“Patti Smith Holding a Gun”: A Review of Jeff Jackson’s “Destroy All Monsters”

Jeff Jackson’s Destroy All Monsters is about a band struggling to stay together after their friend and former bandmate is among many musicians murdered onstage in an epidemic of mass shootings at concert venues. It’s about the ex-girlfriend of that dead musician. It’s about the city around that dead musician. It’s about the dead musician. In ways you wouldn’t expect, it’s sometimes about the shooters. It’s about you and me. It’s about the time we live in, the times our ancestors lived in. It’s about music. It’s about burning your house down. It’s about facing the gun and being behind it.

Jeff Jackson’s debut Mira Corpora and its follow-up Novi Sad are aesthetically distinctive from any other book on the shelf—the first with its frayed-edge paper, the latter with its blue pages. Destroy All Monsters continues the trend of standing out, the cover looking like a high-contrast punk flyer, the format mimicking a double-sided record or cassette tape. Two books in one—an A side and a B side—each side expanding or putting an alternate spin on the material of the other. There’s no denying the presentation of Jackson’s latest novel is musically influenced, but what do its guts look like? There’s a famous black and white photograph, circa 1970, of punk rock icon Patti Smith sitting in a Chelsea Hotel room—eyes gazing through the camera to pierce the soul of the voyeur—a revolver dangling from her right hand so casually that at first glance, you see the gun as a cigarette. Jackson’s hypnotic, dream-like prose captures the tone of that photograph.
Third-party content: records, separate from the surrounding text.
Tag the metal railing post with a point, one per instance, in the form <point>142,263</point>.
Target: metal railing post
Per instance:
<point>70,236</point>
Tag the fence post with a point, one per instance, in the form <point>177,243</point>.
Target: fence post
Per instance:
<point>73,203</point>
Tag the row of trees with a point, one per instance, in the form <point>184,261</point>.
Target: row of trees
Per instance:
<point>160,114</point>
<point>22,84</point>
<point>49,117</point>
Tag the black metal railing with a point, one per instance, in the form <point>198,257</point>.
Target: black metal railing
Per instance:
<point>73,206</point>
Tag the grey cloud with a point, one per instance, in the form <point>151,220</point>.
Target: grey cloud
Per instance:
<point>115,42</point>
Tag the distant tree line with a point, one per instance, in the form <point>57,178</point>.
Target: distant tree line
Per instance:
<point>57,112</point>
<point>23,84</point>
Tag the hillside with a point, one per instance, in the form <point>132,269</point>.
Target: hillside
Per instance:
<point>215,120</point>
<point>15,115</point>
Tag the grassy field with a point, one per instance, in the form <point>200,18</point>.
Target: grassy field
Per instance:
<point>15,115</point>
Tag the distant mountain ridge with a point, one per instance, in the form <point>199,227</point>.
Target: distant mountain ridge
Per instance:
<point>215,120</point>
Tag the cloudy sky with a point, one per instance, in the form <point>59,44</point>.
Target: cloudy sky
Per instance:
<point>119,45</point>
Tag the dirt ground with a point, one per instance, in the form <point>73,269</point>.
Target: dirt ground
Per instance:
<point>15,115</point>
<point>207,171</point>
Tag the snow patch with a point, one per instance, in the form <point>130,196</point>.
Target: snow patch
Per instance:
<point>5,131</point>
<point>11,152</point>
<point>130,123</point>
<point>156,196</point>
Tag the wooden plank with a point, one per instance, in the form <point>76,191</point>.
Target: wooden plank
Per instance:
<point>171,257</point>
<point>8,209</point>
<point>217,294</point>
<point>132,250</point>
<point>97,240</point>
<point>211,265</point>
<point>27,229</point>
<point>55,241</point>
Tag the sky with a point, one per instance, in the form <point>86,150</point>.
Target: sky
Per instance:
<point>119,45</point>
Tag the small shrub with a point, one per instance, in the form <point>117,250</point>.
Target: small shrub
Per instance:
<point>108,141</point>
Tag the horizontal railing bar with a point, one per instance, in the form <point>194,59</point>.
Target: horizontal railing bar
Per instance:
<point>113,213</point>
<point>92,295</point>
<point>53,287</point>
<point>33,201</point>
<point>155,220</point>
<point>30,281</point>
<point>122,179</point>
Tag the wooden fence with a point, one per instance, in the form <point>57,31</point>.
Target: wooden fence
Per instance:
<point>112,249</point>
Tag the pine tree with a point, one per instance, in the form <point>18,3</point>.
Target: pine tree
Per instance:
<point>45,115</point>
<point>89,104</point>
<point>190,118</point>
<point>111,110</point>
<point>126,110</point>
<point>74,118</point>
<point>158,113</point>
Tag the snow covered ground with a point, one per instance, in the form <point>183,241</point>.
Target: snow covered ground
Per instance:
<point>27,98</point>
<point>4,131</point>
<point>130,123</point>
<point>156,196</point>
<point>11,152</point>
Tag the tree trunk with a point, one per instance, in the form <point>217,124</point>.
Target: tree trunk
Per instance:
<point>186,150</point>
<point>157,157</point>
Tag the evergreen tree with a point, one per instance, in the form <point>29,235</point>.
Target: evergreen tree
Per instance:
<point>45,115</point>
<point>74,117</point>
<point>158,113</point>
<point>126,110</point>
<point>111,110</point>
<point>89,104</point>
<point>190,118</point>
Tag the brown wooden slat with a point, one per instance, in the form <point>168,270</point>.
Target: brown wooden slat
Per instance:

His mind keeps returning to the one time his mother beat him as a kid. She had trusted him to stay alone in the house. He had pulled the curtains, turned off the lights, and lit some candles. He put on a favorite album, found at a flea market, whose cover featured two women in black housecoats and red scarves standing against a brick wall. It looked like they’d been cornered, but they snarled defiantly at the camera and bared their red teeth. He played it at obliterating volume until he felt himself dissolving inside the ecstatic din. When he opened his eyes, he wasn’t surprised to see the living room was on fire. The flames climbing the curtains made sense, a physical manifestation of the music, ignited by forces deep within the song.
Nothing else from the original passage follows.